The nine-member commission is charged with studying expanding Medicaid, the potential impact of expansion on New Hampshire and possible alternatives. The commission is to report by Oct. 15. Hassan has said a special legislative session may be needed in the fall to authorize Medicaid expansion and begin capturing the $2.5 billion in federal funding the state would get over seven years.

Also Friday, the University System of New Hampshire Board of Trustees honored a commitment to freeze in-state tuition if the Legislature restored aid cuts made two years ago. Increasing funding for higher education was a priority shared by Hassan, the Republican-led Senate and Democratic House. The final package contained $153 million in aid and the university system’s board voted to freeze in-state tuition for two years, the first such freeze in 25 years.

The budget failed to address the need for highway improvements or how to keep the Interstate 93 expansion project going after the fall of 2015. About $250 million is needed to finish the project. The Senate proposed legalizing a casino to fund the expansion and other highway improvements as well as higher education and development in the North Country.
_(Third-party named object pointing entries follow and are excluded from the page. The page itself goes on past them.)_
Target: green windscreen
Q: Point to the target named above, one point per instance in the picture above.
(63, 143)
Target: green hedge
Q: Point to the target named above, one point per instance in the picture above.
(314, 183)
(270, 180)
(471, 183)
The House rejected the casino bill and the Senate killed a House proposal to phase in a 12-cent increase in the gas and diesel tax to pay for roads and bridges.

While increasing funds for services for the disabled and mentally ill, the budget also requires the Department of Health and Human Services to make $7 million in unspecified cuts, which some fear could affect those programs.

Funding was included to give state workers their first raise in 4½ years, but the budget also requires the governor to cut $10 million in staff and benefits that could result in layoffs.

Perhaps the biggest hurdle to winning compromise on a package was getting Senate Republican leaders to agree to a 3½-month study on Medicaid expansion rather than a study taking more than a year.

The expansion would add anyone under age 65 who earns up to 138 percent of federal poverty guidelines, which is about $15,000 for a single adult.